No romance, Ravelstein, que amava com a mesma intensidade Platão, luxo mundano e perversões carnais, vai morrendo aos poucos, de complicações da AIDS. O livro todo fala de velhos intelectuais se preparando para morrer. O próprio narrador, Bellow aos 80 e tantos, é um velho intelectual se preparando para morrer. Se pensamos que estão aturdidos, estamos enganados. Se pensamos que estão preocupados com o grande mistério que vão enfrentar, também. Se pensamos que estão angustiados, pensando na noite escura, no juízo final, etc., mais ainda. Moribundo, Ravelstein sente seu apetite sexual aumentar. Tesão de moribundo, algo que eu desconhecia. Um professor transplantado (que conhecemos numa bela narrativa assessória) com o coração de um jovem motoqueiro, sente que incorporou a audácia juvenil do doador e só fala de mulher. O próprio Bloom, ou Chic, no último capítulo relata sua passagem por uma UTI e perguntado sobre o que pensa sobre a morte, diz que nela, simplesmente, as imagens desaparecem. Bellow, à época da convalescença final de Ravelstein, se apaixona por uma aluna dele e se casa novamente. Com mais de 80 anos. São velhos bon vivant e se recusam a morrer. Um outro casal de intelectuais senil vem contar a Ravelstein que pretendem se matar devido às limitações da senectitude. Ravelstein os dissuade. Segundo ele, o problema dos velhos é solidão e natureza, ou seja: o fato de terem buscado um asilo tranqüilo no fim da vida numa fazenda, era a origem da depressão do casal. O que precisavam era de um pouco de convivência social e da agitação do mundo.

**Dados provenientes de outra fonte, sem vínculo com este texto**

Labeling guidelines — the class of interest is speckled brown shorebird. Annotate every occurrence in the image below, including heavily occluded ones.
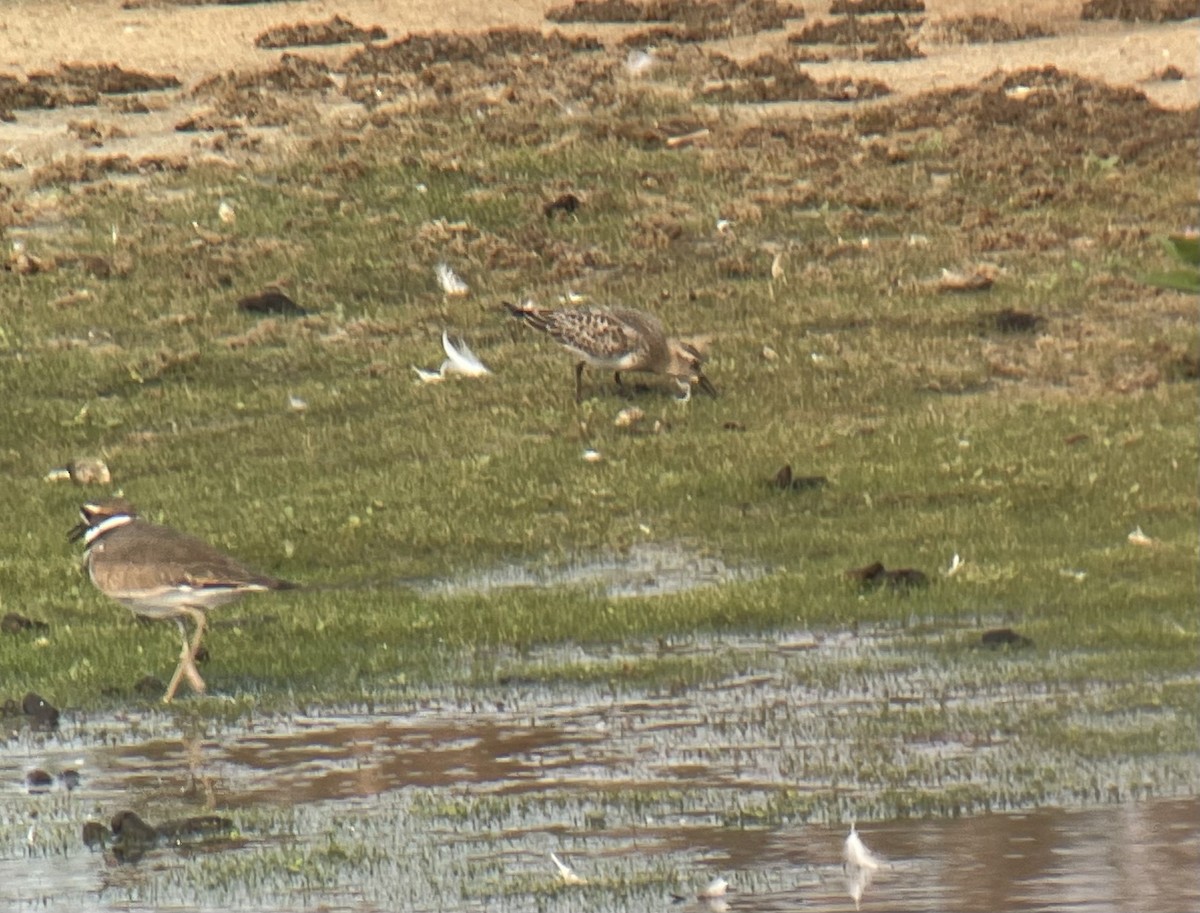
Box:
[71,498,296,703]
[504,302,716,402]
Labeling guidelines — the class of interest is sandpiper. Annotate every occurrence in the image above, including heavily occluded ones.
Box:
[504,302,716,402]
[70,498,296,703]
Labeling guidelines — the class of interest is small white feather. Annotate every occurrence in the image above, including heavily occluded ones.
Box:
[442,330,492,377]
[842,824,882,869]
[550,853,588,884]
[433,263,470,298]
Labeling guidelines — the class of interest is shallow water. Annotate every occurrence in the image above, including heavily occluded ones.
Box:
[417,542,763,597]
[0,631,1200,911]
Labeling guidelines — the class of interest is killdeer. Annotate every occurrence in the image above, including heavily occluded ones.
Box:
[70,498,298,703]
[504,302,716,402]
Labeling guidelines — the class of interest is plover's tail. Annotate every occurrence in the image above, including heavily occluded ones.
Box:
[504,301,552,332]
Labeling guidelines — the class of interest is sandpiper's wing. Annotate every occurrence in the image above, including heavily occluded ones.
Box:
[546,307,647,362]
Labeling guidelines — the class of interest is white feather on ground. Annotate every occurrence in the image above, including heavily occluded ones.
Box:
[550,853,588,884]
[413,330,492,384]
[842,824,883,870]
[433,263,470,298]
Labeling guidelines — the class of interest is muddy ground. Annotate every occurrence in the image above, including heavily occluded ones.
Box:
[0,0,1198,201]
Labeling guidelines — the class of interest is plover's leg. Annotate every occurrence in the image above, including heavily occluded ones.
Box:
[162,615,192,704]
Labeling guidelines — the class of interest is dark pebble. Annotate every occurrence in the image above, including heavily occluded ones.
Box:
[25,767,54,793]
[846,561,929,590]
[133,675,167,697]
[985,307,1045,332]
[238,289,308,317]
[83,821,113,849]
[979,627,1033,650]
[112,810,158,845]
[541,193,583,218]
[770,463,829,492]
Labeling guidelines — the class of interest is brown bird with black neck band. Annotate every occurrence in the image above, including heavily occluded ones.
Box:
[70,498,298,703]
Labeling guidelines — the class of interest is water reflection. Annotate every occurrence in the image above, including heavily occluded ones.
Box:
[0,635,1200,913]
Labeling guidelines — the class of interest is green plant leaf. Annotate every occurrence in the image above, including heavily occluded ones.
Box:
[1166,235,1200,266]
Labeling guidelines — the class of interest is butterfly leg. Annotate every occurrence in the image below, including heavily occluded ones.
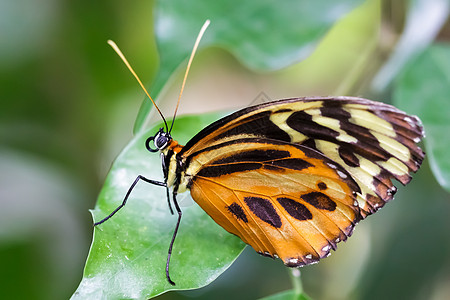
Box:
[166,189,183,285]
[94,175,167,226]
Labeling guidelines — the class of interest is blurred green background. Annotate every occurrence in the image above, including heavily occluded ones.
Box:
[0,0,450,299]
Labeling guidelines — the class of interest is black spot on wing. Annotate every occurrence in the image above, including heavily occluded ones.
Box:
[271,158,313,171]
[277,197,312,221]
[317,181,328,191]
[197,163,262,177]
[286,111,339,140]
[211,149,291,165]
[300,192,337,211]
[227,202,248,223]
[244,197,282,228]
[338,145,359,167]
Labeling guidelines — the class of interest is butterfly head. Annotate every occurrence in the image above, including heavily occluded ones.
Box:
[145,128,172,152]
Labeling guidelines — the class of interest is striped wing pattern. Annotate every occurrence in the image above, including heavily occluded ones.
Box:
[177,97,424,267]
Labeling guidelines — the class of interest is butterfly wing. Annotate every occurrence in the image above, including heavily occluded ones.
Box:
[179,97,424,218]
[186,138,361,266]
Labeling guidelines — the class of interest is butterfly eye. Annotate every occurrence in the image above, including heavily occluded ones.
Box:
[145,128,171,152]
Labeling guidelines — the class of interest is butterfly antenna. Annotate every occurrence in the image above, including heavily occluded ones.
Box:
[108,40,168,131]
[169,20,210,133]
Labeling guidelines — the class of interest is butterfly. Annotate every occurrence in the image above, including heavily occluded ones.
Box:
[95,20,425,285]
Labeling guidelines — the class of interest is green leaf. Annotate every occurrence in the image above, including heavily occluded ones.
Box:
[134,0,363,132]
[72,114,245,299]
[394,44,450,191]
[260,290,311,300]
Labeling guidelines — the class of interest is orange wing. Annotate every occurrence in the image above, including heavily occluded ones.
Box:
[186,138,361,267]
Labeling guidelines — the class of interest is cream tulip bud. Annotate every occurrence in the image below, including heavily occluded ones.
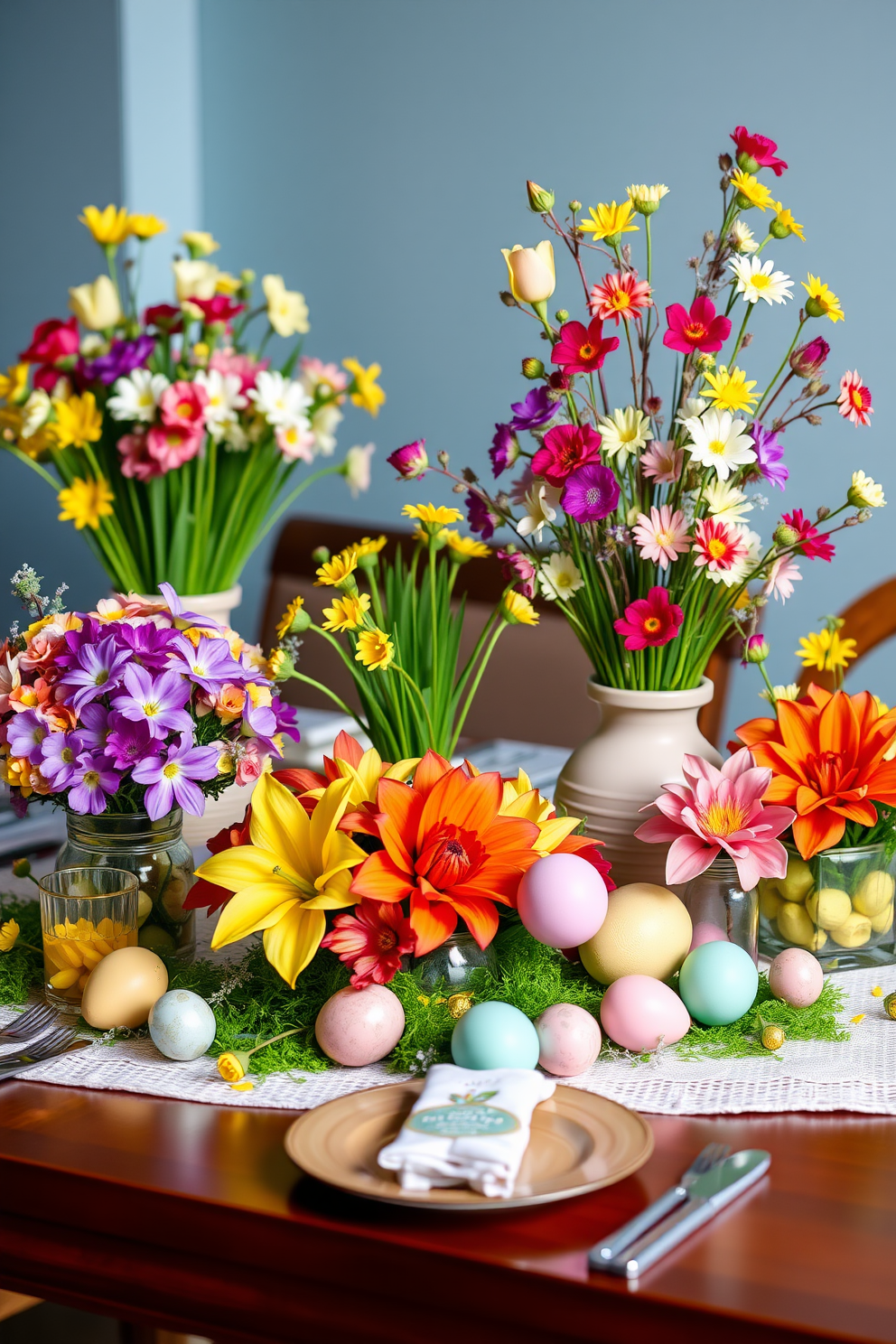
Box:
[501,238,556,303]
[69,275,121,332]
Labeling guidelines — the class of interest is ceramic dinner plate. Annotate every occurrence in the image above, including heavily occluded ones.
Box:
[285,1079,653,1211]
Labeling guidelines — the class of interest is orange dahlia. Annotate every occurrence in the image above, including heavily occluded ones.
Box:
[736,686,896,859]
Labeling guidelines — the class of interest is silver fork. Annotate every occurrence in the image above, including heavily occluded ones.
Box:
[0,1004,59,1041]
[588,1143,731,1266]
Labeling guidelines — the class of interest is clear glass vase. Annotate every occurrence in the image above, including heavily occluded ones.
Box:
[56,807,196,962]
[681,852,759,962]
[759,844,896,970]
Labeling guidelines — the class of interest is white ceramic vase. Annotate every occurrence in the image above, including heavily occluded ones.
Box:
[555,677,722,887]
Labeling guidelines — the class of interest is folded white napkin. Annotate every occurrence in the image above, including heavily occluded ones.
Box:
[378,1064,556,1199]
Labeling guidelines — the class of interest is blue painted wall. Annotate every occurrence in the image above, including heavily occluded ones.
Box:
[0,0,896,742]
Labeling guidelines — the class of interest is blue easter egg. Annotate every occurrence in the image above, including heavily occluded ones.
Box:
[678,942,759,1027]
[452,1003,540,1069]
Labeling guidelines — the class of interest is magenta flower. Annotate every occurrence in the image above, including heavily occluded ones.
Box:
[635,747,797,891]
[560,462,620,523]
[133,733,220,821]
[111,663,193,738]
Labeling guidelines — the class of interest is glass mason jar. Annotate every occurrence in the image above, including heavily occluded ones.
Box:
[681,851,759,962]
[56,807,196,962]
[759,844,896,970]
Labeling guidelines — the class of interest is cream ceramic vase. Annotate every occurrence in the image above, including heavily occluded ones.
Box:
[555,677,722,887]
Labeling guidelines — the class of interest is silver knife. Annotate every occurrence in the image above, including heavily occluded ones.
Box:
[588,1148,771,1278]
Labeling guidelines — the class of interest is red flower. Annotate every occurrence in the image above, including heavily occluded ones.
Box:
[782,508,835,563]
[551,317,621,374]
[612,587,684,649]
[731,126,788,177]
[532,425,601,485]
[321,901,415,989]
[662,294,731,355]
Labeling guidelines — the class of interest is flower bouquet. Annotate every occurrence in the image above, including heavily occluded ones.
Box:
[0,206,386,594]
[263,502,538,761]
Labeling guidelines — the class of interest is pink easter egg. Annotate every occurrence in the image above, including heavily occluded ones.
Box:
[535,1004,601,1078]
[769,947,825,1008]
[601,975,690,1054]
[314,985,405,1069]
[687,919,728,952]
[518,854,607,947]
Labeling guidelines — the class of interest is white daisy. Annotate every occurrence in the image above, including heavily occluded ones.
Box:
[686,410,756,481]
[730,257,794,306]
[106,369,169,425]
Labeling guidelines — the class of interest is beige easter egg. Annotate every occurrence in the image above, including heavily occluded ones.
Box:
[579,882,693,985]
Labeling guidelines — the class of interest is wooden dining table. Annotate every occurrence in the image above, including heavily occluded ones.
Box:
[0,1079,896,1344]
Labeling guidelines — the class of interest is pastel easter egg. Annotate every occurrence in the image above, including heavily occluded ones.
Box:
[314,985,405,1069]
[535,1004,601,1078]
[601,975,690,1054]
[518,854,607,947]
[769,947,825,1008]
[452,1000,541,1069]
[678,942,759,1027]
[148,989,218,1059]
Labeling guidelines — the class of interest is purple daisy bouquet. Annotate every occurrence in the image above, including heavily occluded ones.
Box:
[389,126,885,691]
[0,565,298,821]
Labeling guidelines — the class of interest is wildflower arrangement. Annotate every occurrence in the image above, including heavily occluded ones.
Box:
[389,126,885,691]
[0,206,386,594]
[187,733,612,988]
[0,565,298,820]
[263,502,538,761]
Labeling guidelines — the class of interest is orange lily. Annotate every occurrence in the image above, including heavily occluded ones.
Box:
[350,751,540,957]
[736,686,896,859]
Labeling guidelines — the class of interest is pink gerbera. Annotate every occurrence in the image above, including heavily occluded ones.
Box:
[632,504,690,570]
[837,369,874,425]
[662,294,731,355]
[588,270,651,327]
[635,747,797,891]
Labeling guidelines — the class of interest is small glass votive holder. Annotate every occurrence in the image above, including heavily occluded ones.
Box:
[39,868,138,1009]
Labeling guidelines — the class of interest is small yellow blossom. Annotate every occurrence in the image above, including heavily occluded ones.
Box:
[342,359,386,419]
[56,476,116,532]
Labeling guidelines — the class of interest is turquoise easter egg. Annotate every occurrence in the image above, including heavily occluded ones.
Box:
[452,1003,541,1069]
[678,942,759,1027]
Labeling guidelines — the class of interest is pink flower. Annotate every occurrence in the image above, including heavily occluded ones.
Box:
[158,380,209,430]
[837,369,874,425]
[118,429,163,481]
[662,294,731,355]
[551,317,620,374]
[588,270,651,327]
[146,430,203,471]
[632,504,690,570]
[635,747,797,891]
[640,438,686,485]
[532,425,601,485]
[612,587,684,649]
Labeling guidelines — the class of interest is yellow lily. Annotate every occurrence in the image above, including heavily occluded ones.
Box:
[198,774,367,989]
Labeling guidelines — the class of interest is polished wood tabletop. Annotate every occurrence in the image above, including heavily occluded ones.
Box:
[0,1080,896,1344]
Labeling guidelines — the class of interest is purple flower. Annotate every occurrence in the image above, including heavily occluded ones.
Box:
[489,425,520,476]
[133,733,220,821]
[69,752,121,813]
[78,336,156,386]
[111,663,193,738]
[750,421,790,490]
[560,462,620,523]
[510,387,557,432]
[6,710,50,765]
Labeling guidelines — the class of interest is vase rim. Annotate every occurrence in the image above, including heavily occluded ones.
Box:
[587,676,716,710]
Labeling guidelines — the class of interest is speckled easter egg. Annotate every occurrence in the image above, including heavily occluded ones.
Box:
[518,854,607,947]
[314,985,405,1069]
[601,975,690,1054]
[148,989,218,1059]
[535,1004,601,1078]
[769,947,825,1008]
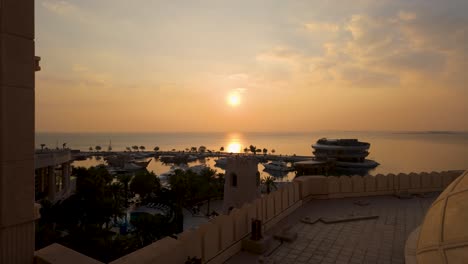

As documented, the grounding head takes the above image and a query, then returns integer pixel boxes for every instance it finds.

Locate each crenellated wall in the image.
[35,171,463,264]
[111,182,302,264]
[295,171,463,199]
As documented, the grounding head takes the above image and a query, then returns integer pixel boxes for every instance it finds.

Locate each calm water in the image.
[36,132,468,180]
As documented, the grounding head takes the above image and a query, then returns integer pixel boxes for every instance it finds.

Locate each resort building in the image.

É um livro sobre intelectuais. Principalmente velhos. Há na novela alguns tipos sombrios, como um romeno especialista em mitos que teria sido um nazista, e ainda o seria enrustidamente. Há também a última esposa de Bellow, muito mais jovem, Vela, uma física especialista em teoria do caos, autoritária, adúltera, insensível e desprezadora da literatura e do trabalho do marido.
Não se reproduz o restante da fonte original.